Drawing in the Expanded Field
The Expanded Field
The ‘expanded field’, in this instance, refers to the idea of investigating one discipline (drawing), through the lens of another. The term was devised in 1946 by American artist Robert Morris, and originally referred to three-dimensional practices that stretched beyond the ‘white cube’ gallery framework.
This project has provided the artists with the space and time to extend, or make departures from their usual practice, engaging in activity that challenges, blends, reframes and expands conventional drawing disciplines and methodologies, both within and outside of the Kiosk context. The artists’ diverse approaches span traditional drawing, printmaking, three-dimensional design, ceramics, still and moving images, environmental and performative works, cross-disciplinary, and multidisciplinary modes of practice.
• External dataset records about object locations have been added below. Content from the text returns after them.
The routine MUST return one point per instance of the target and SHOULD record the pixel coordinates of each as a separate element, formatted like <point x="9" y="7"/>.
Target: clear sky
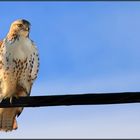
<point x="85" y="47"/>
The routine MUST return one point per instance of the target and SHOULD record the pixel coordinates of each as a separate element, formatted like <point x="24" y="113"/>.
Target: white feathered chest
<point x="19" y="63"/>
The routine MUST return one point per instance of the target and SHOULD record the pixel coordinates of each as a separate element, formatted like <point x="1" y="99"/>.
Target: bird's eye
<point x="19" y="25"/>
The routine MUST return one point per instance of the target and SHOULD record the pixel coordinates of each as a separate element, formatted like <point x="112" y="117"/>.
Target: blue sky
<point x="84" y="47"/>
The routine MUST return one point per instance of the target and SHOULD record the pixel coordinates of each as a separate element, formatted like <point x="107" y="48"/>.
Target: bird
<point x="19" y="66"/>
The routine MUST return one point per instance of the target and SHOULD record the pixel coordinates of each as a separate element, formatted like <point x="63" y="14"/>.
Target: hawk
<point x="19" y="64"/>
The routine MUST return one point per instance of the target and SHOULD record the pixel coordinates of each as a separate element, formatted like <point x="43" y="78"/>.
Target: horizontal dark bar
<point x="77" y="99"/>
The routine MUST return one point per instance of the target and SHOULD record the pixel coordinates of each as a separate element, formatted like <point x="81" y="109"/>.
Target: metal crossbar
<point x="76" y="99"/>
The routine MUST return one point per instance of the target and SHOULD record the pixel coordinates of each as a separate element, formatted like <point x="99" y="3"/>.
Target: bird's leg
<point x="11" y="98"/>
<point x="1" y="98"/>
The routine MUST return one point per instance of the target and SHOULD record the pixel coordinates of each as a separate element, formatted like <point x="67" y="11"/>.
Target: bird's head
<point x="20" y="27"/>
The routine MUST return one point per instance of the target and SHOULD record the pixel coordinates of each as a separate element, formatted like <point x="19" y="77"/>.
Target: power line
<point x="76" y="99"/>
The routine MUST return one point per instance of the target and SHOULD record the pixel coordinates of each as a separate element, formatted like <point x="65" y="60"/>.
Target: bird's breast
<point x="20" y="48"/>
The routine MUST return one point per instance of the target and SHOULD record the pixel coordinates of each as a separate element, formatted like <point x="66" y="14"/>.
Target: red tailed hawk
<point x="19" y="63"/>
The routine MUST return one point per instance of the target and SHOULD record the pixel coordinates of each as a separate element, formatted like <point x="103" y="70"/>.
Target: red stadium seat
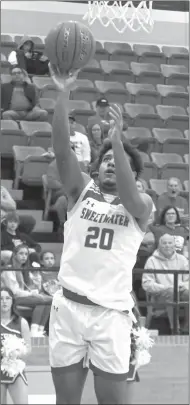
<point x="171" y="140"/>
<point x="173" y="95"/>
<point x="149" y="54"/>
<point x="120" y="51"/>
<point x="114" y="92"/>
<point x="85" y="90"/>
<point x="142" y="115"/>
<point x="92" y="71"/>
<point x="173" y="117"/>
<point x="176" y="55"/>
<point x="116" y="71"/>
<point x="175" y="75"/>
<point x="147" y="73"/>
<point x="143" y="93"/>
<point x="10" y="135"/>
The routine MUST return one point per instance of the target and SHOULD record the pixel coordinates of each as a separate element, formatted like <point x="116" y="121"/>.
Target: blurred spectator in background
<point x="12" y="237"/>
<point x="95" y="136"/>
<point x="161" y="286"/>
<point x="80" y="143"/>
<point x="59" y="201"/>
<point x="172" y="197"/>
<point x="19" y="99"/>
<point x="141" y="185"/>
<point x="27" y="58"/>
<point x="50" y="281"/>
<point x="102" y="116"/>
<point x="18" y="282"/>
<point x="170" y="223"/>
<point x="26" y="222"/>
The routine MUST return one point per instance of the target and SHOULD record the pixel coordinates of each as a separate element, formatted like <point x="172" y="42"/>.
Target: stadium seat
<point x="116" y="71"/>
<point x="147" y="73"/>
<point x="171" y="140"/>
<point x="7" y="44"/>
<point x="48" y="104"/>
<point x="175" y="75"/>
<point x="173" y="95"/>
<point x="115" y="92"/>
<point x="38" y="133"/>
<point x="170" y="165"/>
<point x="176" y="55"/>
<point x="186" y="158"/>
<point x="142" y="115"/>
<point x="5" y="78"/>
<point x="149" y="171"/>
<point x="120" y="51"/>
<point x="3" y="57"/>
<point x="92" y="71"/>
<point x="38" y="41"/>
<point x="173" y="116"/>
<point x="5" y="67"/>
<point x="101" y="53"/>
<point x="10" y="135"/>
<point x="149" y="54"/>
<point x="143" y="93"/>
<point x="45" y="86"/>
<point x="20" y="153"/>
<point x="186" y="185"/>
<point x="85" y="90"/>
<point x="186" y="133"/>
<point x="141" y="135"/>
<point x="82" y="111"/>
<point x="161" y="159"/>
<point x="33" y="169"/>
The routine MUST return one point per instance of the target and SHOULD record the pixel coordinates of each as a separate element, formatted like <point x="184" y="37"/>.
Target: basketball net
<point x="121" y="16"/>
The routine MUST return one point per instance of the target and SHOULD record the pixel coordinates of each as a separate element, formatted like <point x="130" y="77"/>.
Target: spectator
<point x="95" y="136"/>
<point x="80" y="143"/>
<point x="19" y="99"/>
<point x="59" y="200"/>
<point x="25" y="57"/>
<point x="50" y="282"/>
<point x="11" y="237"/>
<point x="13" y="324"/>
<point x="170" y="223"/>
<point x="172" y="197"/>
<point x="161" y="286"/>
<point x="102" y="116"/>
<point x="141" y="185"/>
<point x="26" y="222"/>
<point x="17" y="280"/>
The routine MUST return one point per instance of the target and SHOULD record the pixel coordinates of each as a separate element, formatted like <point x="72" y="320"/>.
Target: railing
<point x="176" y="304"/>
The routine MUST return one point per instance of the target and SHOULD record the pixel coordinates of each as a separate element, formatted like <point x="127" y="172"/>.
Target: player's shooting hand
<point x="116" y="124"/>
<point x="63" y="82"/>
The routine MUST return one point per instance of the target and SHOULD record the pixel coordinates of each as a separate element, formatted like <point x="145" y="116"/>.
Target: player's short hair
<point x="136" y="160"/>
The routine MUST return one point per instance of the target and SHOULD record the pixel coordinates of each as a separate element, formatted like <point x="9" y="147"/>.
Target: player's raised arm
<point x="139" y="205"/>
<point x="67" y="163"/>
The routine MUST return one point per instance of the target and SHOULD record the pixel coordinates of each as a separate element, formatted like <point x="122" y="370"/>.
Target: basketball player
<point x="91" y="321"/>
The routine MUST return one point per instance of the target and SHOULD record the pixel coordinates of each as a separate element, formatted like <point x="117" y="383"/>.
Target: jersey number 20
<point x="99" y="238"/>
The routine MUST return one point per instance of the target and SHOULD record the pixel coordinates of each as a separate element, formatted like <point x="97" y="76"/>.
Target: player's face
<point x="6" y="301"/>
<point x="107" y="176"/>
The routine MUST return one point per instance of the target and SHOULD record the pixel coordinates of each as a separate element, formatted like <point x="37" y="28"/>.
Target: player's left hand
<point x="116" y="124"/>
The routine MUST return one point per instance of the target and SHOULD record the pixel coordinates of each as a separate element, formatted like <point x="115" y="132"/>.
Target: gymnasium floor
<point x="163" y="381"/>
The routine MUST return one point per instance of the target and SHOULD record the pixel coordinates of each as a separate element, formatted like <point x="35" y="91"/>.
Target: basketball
<point x="70" y="45"/>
While working within, around, and on the surface of the architectural space of the Kiosk, the artists have also considered it’s wider context, using or repurposing materials found in, on, or near the site to produce drawings that reference it’s unique qualities and history. They have explored time-based responses to location, immersion in landscape, worked with the architectural forms within the Kiosk, and created interactive spaces within the various rooms.
They have defined, or redefined, drawing for themselves based on their chosen context, and personal focus. Many of the works in the exhibition, and also documented here, are exploratory in nature, reflecting the importance of creative experimentation and engagement with materials, processes, sites and ideas.
Through this project, the act of drawing has been broadly redefined as being a universal human activity with inherent value, without the need for a finished outcome. Celebrated in this way, in its raw form, we can all find ways to connect with drawing as a potent and primal way of engaging with, understanding, recording, and reframing our world.
We hope this exhibition offers an expansive demonstration of what drawing can be, and encourages the viewer to reconsider drawing in a way that is personally meaningful, free of expectation, judgement or conventionally accepted norms.